Many of today’s sophisticated hacking attacks begin by targeting end-users’ computers. One of the simplest—and perhaps most effective—ways to bolster end-user and network security could be to limit local computer administrative rights, according to a few studies.
Dropping administrative privileges, which allow computer users to install and run programs, could significantly reduce risks from the vast majority of Microsoft Windows vulnerabilities. That’s according to a study from security vendor BeyondTrust. The company, which examined the last 15 months of Microsoft Security Bulletins, found that eliminating end-users’ administrative rights could significantly curtail 90 percent of the exploits of “critical” security flaws found in Windows 7, which was introduced late last year. It could also significantly mitigate 100 percent of the vulnerabilities found in Microsoft Office in 2009 as well as 94 percent of those found last year in the Internet Explorer browser.
Ending employee’s administrative rights “eliminate[s] what is otherwise the Achilles’ heel of the desktop—end-users with…power that can be exploited by malware,” according to the report. Beyond- Trust sells software programs that help IT managers eliminate end-user administrative rights while still allowing users sufficient access to needed programs.
Other sources make similar recommendations. Downgrading end-users’ rights is important, because in contemporary attacks, malware writers have written programs that can specifically evade antivirus programs, according to some experts. In addition, many attacks involved zero-day malware, which, by definition, is something so new that no software patch or virus protection has been issued.
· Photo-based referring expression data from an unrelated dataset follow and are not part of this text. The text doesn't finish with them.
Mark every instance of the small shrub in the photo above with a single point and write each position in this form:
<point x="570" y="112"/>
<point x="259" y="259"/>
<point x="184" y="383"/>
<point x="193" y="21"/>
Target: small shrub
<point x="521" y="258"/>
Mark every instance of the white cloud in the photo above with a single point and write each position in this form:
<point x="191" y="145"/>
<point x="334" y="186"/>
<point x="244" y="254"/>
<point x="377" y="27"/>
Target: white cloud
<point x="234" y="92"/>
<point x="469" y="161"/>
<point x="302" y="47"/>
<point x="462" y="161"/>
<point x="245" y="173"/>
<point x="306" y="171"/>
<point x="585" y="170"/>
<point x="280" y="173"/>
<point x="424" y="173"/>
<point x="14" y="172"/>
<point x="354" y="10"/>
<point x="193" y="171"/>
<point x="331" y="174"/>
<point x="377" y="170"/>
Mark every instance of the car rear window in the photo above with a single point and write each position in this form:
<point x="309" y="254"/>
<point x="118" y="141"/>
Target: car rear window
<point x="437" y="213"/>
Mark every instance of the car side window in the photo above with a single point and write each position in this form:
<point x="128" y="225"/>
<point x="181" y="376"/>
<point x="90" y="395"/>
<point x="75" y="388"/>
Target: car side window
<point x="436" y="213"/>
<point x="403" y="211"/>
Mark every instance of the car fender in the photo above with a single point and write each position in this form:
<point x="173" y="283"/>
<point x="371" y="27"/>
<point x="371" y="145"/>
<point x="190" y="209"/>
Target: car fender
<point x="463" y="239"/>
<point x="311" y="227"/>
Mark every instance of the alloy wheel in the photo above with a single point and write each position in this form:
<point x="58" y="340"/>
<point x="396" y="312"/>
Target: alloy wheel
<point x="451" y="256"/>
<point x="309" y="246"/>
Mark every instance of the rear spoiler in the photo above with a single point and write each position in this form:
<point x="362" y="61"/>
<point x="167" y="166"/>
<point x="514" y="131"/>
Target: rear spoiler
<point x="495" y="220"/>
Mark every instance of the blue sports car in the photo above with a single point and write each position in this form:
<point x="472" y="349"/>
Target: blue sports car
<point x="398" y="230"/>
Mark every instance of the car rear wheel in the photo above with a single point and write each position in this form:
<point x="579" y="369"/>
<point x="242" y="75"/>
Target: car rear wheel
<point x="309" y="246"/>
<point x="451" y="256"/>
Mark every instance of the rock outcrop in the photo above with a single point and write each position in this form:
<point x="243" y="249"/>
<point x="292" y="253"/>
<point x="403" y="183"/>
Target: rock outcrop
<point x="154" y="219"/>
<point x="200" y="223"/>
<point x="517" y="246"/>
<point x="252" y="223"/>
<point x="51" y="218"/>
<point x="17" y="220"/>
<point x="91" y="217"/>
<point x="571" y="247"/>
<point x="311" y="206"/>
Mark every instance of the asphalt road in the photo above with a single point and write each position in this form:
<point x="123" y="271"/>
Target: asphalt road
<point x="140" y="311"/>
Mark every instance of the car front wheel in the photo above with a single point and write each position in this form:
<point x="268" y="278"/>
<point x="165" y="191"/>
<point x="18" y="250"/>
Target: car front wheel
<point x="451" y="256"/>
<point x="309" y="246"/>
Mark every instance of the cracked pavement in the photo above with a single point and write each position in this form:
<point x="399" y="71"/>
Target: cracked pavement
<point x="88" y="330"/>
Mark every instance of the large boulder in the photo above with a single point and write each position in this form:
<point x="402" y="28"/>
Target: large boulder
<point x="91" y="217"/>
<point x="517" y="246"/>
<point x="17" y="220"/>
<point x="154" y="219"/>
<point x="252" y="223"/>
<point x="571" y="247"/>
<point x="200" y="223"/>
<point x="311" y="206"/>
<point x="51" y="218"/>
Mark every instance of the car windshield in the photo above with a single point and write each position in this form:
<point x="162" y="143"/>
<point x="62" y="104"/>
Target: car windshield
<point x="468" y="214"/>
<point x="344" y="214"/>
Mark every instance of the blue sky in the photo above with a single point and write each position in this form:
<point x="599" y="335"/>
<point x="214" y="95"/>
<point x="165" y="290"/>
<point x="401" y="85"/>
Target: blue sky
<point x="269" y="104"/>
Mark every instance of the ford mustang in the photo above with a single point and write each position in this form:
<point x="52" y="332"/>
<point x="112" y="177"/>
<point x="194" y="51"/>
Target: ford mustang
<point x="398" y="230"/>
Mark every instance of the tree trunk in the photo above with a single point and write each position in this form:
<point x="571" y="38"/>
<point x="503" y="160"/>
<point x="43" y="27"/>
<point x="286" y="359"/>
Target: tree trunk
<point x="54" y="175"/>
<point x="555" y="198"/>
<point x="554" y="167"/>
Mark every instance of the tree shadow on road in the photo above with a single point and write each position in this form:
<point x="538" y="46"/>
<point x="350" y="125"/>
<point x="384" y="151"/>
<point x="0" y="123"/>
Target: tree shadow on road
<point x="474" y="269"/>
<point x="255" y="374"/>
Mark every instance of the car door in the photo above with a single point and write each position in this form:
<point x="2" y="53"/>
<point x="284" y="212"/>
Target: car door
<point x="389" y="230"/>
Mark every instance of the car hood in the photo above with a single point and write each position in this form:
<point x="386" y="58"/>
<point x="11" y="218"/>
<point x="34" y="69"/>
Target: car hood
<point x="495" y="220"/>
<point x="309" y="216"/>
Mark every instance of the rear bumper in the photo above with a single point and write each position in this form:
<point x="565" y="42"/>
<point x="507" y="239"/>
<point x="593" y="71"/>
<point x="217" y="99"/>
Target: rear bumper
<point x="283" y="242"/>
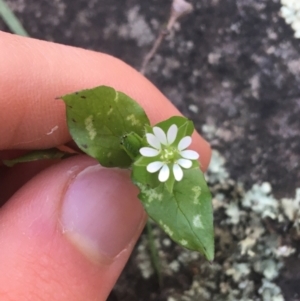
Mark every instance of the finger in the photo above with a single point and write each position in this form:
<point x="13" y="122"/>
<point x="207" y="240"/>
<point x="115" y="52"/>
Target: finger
<point x="67" y="234"/>
<point x="13" y="178"/>
<point x="34" y="72"/>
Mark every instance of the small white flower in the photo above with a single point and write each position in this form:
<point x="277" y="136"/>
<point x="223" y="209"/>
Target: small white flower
<point x="167" y="154"/>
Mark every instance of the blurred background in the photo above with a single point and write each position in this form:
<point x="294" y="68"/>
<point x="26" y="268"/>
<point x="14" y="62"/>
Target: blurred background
<point x="233" y="67"/>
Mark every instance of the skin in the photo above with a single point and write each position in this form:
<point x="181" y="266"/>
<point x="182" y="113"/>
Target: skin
<point x="39" y="261"/>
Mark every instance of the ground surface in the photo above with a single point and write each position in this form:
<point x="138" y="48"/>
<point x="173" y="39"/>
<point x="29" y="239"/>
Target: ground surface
<point x="233" y="67"/>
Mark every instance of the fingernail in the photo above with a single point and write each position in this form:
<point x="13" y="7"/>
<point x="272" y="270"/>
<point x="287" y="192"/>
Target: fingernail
<point x="101" y="214"/>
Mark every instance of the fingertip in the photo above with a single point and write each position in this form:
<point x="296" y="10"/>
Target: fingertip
<point x="38" y="223"/>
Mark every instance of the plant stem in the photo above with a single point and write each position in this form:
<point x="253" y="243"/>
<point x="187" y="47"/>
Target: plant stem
<point x="154" y="254"/>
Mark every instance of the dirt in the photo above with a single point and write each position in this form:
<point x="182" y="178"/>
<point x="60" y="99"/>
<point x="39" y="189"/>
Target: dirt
<point x="232" y="65"/>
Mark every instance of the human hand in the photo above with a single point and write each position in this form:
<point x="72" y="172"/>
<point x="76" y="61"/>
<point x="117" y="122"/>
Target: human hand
<point x="70" y="227"/>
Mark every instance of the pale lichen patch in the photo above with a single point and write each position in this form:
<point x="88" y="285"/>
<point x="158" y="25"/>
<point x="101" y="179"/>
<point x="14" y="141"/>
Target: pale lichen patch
<point x="133" y="120"/>
<point x="197" y="193"/>
<point x="197" y="221"/>
<point x="90" y="127"/>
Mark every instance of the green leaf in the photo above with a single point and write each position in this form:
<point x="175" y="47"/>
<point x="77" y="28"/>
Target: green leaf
<point x="186" y="214"/>
<point x="132" y="143"/>
<point x="182" y="209"/>
<point x="52" y="153"/>
<point x="11" y="20"/>
<point x="98" y="119"/>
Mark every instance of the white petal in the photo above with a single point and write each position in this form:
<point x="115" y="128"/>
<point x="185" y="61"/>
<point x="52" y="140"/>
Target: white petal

“In most organizations, local access rights should be eliminated for almost all employees on their corporate-managed systems,” according to a recent iSec Partners report. The report provided recommendations on protecting against the Aurora attacks, which recently victimized Google and at least 100 other companies. Many of the Aurora attacks began by tricking end users into visiting Web sites that would download zero-day malware onto users’ machines.
Most companies grant administrative rights to the majority of their employees, says Alan Paller, director of research at the SANS Institute. Many IT departments are wary about interfering with employees’ work, he says. But when it comes to guarding against phishing and other end-user risks, downgrading user rights could be “one of the most effective” steps companies can take.